Cette guerre menée avec des mots dévitalisés est un baromètre de l’état de santé politique d’une société qui ne trouve pas de réponse à ses inquiétudes.
Est-il besoin de dire que ce type de guerre est mené pour faire oublier une période coloniale trop lourde et trop sale pour être stockée dans une mémoire ? Voici un exemple type de ce refoulé qui ne trouve pas asile dans la mémoire et encore moins dans l’histoire. C’est celui d’un commentaire d’un journaliste de RTL qui a produit dans son papier du 7 octobre 2021 à 7h38 un modèle achevé de la désinformation. Invité à expliquer la tension entre la France et l’Algérie, il répond tout de go qu’il y a aussi tension avec l’Espagne. Que vient faire ici l’Espagne alors que le ministre espagnol des Affaire étrangères était reçu ce jour-là en grande pompe en Algérie ? Ensuite, le journaleux passe au Maroc où, dit-il, l’Algérie venait d’annoncer la fermeture du gazoduc. Sur la tension avec la France provoquée par la restriction des visas et, surtout, les déclarations du président Macron, pas un mot.
Que penser d’un journaliste qui ne répond pas à la question et préfère parler d’autres pays qui n’ont aucun lien dans la tension France/Algérie ? J’y vois une sorte de schizophrénie chez ce journaliste dont la lecture des événements est guidée par le refoulé de sa haine de l’Algérie. La conduite de ce journaliste est l’exacte traduction de la manipulation sur la guerre d’Algérie que l’on veut réduire à une simple mémoire à commémorer chaque année et non de l’Histoire avec un grand H. Après nous avoir vendu la mémoire blessée avec effet de larmes assuré, en attendant le moment propice pour nous jeter plus facilement à la figure «en 62, l’Algérie n’était pas une nation». Et dire que certains naïfs chez nous ont repris à leur compte l’expression de mémoire commune, histoire commune et patati et patata.
A. A.
1- Les dé-coloniaux sont un mouvement de résistance culturel et idéologique, né aux Etats-Unis, qui combat l’écriture de l’histoire coloniale. Les autochtones amérindiens et les Noirs américains, ces descendants des esclaves, veulent remettre le torrent de l’histoire dans son lit pour mettre en lumière les vérités de la conquête du «nouveau monde».
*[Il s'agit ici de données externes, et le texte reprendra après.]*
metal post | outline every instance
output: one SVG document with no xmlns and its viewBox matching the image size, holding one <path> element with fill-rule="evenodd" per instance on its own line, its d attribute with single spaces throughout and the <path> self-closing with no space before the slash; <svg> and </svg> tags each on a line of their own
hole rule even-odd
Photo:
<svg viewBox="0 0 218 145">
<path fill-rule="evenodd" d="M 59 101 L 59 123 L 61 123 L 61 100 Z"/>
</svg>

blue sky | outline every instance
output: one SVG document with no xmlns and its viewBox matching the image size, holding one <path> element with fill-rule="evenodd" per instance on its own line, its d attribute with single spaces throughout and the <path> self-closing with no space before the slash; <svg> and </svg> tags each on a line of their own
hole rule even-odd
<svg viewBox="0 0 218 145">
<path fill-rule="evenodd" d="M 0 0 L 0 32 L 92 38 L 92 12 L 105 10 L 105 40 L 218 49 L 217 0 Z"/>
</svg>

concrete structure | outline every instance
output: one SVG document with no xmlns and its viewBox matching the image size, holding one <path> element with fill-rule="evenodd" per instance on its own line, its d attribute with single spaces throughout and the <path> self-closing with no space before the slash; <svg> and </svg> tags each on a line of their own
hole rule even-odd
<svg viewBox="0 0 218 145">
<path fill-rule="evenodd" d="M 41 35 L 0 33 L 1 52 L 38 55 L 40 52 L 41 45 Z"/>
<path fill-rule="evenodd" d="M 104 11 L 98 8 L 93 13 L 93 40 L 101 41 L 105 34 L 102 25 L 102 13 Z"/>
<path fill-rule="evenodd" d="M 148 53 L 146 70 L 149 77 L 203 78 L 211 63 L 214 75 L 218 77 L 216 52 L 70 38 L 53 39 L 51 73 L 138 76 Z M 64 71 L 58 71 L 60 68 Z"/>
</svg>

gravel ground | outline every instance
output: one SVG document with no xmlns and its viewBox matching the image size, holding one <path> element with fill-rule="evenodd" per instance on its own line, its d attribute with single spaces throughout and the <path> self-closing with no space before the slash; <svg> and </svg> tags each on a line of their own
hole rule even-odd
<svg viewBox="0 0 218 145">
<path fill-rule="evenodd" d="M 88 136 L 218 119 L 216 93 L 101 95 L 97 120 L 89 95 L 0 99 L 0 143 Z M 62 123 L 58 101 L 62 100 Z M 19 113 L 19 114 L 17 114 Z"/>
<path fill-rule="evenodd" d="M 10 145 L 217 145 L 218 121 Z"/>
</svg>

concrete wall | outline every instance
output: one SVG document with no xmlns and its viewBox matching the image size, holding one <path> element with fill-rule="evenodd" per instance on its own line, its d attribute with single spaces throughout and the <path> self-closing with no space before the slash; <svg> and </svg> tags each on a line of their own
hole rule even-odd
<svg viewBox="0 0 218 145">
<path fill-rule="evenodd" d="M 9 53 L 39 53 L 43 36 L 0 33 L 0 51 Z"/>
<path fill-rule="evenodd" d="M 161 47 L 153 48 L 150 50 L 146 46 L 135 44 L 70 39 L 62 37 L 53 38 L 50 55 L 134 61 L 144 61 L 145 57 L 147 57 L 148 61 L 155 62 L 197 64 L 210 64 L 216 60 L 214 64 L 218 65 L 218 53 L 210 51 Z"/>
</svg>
2- Résilience, mémoire blessée, histoire commune sont autant de «nouveautés» qui forment le socle d’une nouvelle «philosophie». Celle-ci demande aux victimes de ne pas se complaire dans leur statut de victime. Elle recommande de surmonter leur traumatisme pour pouvoir démarrer une nouvelle vie. Ça sent la manipulation. Cette philosophie vise à faire taire les victimes qui, évidemment, ne luttent pas pour leur «pomme» mais pour que leur peuple ou communauté soient réhabilités dans leur dignité… Palestine, Rwanda, Arméniens, Amérindiens, Noirs américains, etc.